Porém, todas as facilidades que os shapes nos proporcionam acarretam em uma desvantagem talvez muito maior, musicalmente falando: temos a tendência de nos tornarmos preguiçosos. Para exemplificar como isso acontece, pense em um flautista. Ele precisa pensar em nota por nota que está tocando, pois se ficar dependente de desenhos chegará a um modelo de processamento de informação caótico. De modo diferente, um guitarrista pode simplesmente treinar um padrão em duas cordas (o que geralmente chamamos de lick) e repeti-lo a cada grupo de 2 cordas. E isso faz com que possamos subir ou descer escalas sem necessariamente precisarmos de pensar nas notas que vamos tocar.

Mas, como pensar em escalas? licks e padrões são nocivos ou denotam falta de musicalidade, falta de criatividade do guitarrista? Devo tocar uma escala sobre cada acorde, ou uma mesma escala sobre toda a música respeitando a tonalidade? Se tem uma regra é: nada é regra!

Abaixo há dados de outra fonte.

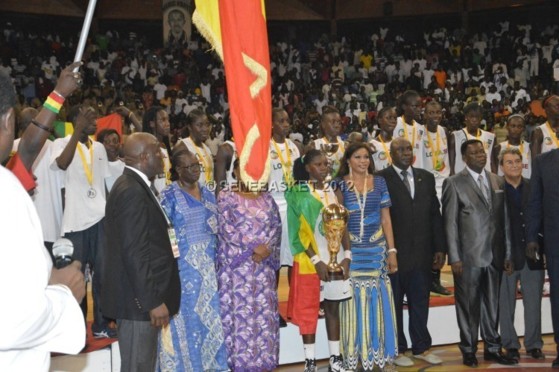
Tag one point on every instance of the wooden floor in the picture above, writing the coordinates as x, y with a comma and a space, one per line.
450, 354
452, 361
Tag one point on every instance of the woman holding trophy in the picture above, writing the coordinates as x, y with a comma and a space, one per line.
313, 243
368, 320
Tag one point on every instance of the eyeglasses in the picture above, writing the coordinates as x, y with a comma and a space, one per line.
191, 167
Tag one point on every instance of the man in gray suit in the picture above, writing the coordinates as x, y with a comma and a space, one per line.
478, 238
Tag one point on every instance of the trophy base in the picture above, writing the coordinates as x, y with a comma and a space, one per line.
335, 275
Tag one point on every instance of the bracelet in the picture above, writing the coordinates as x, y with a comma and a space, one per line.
54, 103
59, 95
315, 259
41, 126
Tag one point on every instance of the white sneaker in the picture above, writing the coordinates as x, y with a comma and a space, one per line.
403, 361
429, 358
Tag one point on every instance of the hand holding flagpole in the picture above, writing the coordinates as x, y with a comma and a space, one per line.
85, 32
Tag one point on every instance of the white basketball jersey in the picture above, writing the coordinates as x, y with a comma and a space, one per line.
461, 136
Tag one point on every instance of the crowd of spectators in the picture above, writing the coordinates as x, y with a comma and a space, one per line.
506, 68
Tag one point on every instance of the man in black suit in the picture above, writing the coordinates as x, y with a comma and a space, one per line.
141, 287
478, 239
544, 191
518, 268
418, 235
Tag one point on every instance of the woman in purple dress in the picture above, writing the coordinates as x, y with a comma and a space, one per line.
249, 235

Renomados guitarristas também usam licks ou padrões de escala num momento ou outro de suas composições ou improvisos e podem seguir a mesma escala por toda a música criando melodias muito bonitas, enquanto outros (muito comum no jazz) costumam se expressar tocando uma escala ou um modo para cada acorde (ou para cada centro tonal).

O que é importante, a meu ver, é entender as escalas, compreender as nuances, as notas que criam a sonoridade característica de cada escala e buscar explorá-las. A grande sacada é saber na prática "tirar" o som que a escala tem dentro de si.

Claro, tudo que estou dizendo aqui é baseado em minhas percepções, meu modo de interpretar, mas é muito importante ressaltar uma coisa: as escalas possuem sonoridades peculiares, mas o músico precisa saber extraí-la. E como fazer isto na prática?

1º ponto: notas de repouso:

Apesar da escala se desenvolver na maioria das vezes melodicamente, o maior efeito que nossos ouvidos consegue perceber ocorre harmonicamente. Assim, as notas que devem entrar nos tempos fortes dos acordes são via de regra as próprias notas dos acordes.

Exemplos:

1. Acorde de Cmaj7 - tonalidade Dó Maior - Modo Dó Jônio: as principais notas recomendadas para repousar sobre o Cmaj7 seriam a tônica, 3ª maior, 5ª justa e 7ª maior ou seja: C - E - G - B;

2. Acorde de B7 - tonalidade Mi maior (também em Mi menor harmônico): notas de repouso mais recomendadas seriam as próprias notas do acorde Si com sétima: B - D# - F# e A.

O segundo ponto que merece atenção é para as demais notas da escala. Elas podem atuar como notas de passagem (isto é, conduzindo a melodia para as notas do acorde) ou carregando a melodia para notas de tensão específicas que são característica da escala ou modo.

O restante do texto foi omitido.